Aşk Bununla ne yapmalıydı? Tina Turner bu soruya bir sinir çarptı ve istatistikler bugün birçok genç kadının sevgiyi evliliğe otomatik bir geçit olarak görmediğini gösteriyor. Daha az Amerikalı kadın evleniyor ve evlenmeyi tercih eden kadınlar daha uzun yaşarlar.

2009 yılı aşk ve evlilik arasındaki bağlantıda bir dönüm noktası olarak öne çıkıyor. Bu, evli olan Amerikalı kadınların oranının yüzde 50'nin altına düştüğü yıldı. 2009 itibariyle, ilk evliliklerin medyan yaşı 27'ye çıkmıştı; medyan ilk evlenme yaşı, 1890 ile 1980 arasında neredeyse bir asırdır 20 ila 22 arasında sabit tuttu. Bugün, 18 ila 29 yaşlarındaki Amerikalıların sadece yüzde 20'si, 1960'taki yüzde 60'la karşılaştırıldığında, evliydi.



Bunlar Rebecca Traister için önemli bir istatistik. Bu soru, kadınların evlenmeye veya bekâr kalmaya karar verip vermediklerini soruyor. Kadınların bu seçimi yapabilmeleri, “Tüm Bekar Bayanlar: Evlenmemiş Kadınlar ve Bağımsız Bir Ulusun Yükselişi” adlı yeni kitabının odak noktasıdır. “Big Girls Don't Cry” adlı kitabın son kitabı bu hafta yayınlandı ve NPR'den Elle'a The New York Times ve CBS This Morning'e ilgi gösterdi.

Traister, kadınların bağımsız olarak yaşadıklarına dair kanıtlara rağmen, ülkelerinin bağımsızlıklarını destekleyecek sosyal ve ekonomik politikalar sunmadığını söylüyor. Kadınların erkeklere bağımlılıktan uzaklaşabilmeleri için bağımsızlığı tanıma ve destekleme amaçlı politikalar talep ediyor.



Şükran Günü'nde eve gittiğinizde hala çocuk olduğunuza ve ailenizin genç ama evli kız kardeşinize daha çok yetişkin olarak davrandığını hissediyor musunuz? Traister'in senin için bir mesajı var. 20'li yaşlarında, 30'larda veya 40'larda olun, evli durumunuz ne olursa olsun bir yetişkinsiniz. “… Senin hayatın geçerli. Bu yetişkinlik dönemi için bir deneme turu değil, çünkü evli değilsin… Sen yetişkin bir kadınsın… başarılar ve başarısızlıklar, umutlar ve hayal kırıklıkları, sorumluluklar, sorumluluklar, hedefler ve korkular. Bu senin tam yetişkin hayatın, evli ya da değil, ”dedi bir Elle forumunda.

Traister, evlilik oranlarının düştüğünü, bugün kadınlar için mevcut olan seçenekler hakkında evlilik kurumu hakkındaki tutumlardan daha fazla yansıdığını söylüyor. Evliliğin bilinçli bir reddi olarak evlenmemeyi tercih etmiyor. Diğer röportajlarda “çekici bir evlilik seçeneği ortaya çıkmazsa, tek başına yaşamanın yeteneği” dedi. Ayrıca, “Yaptığım ve kendi başıma yaptığım hayat üzerinde geliştireceğimi hissettiğim biriyle tanışmamıştım” anlamına da gelebileceğini ekliyor.

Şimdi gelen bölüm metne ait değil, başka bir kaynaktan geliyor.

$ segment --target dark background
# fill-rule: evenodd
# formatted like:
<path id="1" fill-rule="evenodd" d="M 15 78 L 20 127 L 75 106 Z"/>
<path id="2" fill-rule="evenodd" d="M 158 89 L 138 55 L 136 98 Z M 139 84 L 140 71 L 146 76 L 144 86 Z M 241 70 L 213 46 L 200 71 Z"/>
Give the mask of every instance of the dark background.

Tek bir hanım olarak yaşamak, rüyandaki adamla derinden, tutkuyla, aşka aşık olmadığın anlamına gelmez. Hayatında aşka sahip olmadığı anlamına gelmez. Bu sadece bugünün aşkı ve evliliğinin zorunlu ve otomatik olarak el ele gitmediği anlamına gelir.

Kadın - Erkek İlişkileri Tersine Dönse Nasıl Olurdu? (Nisan 2024).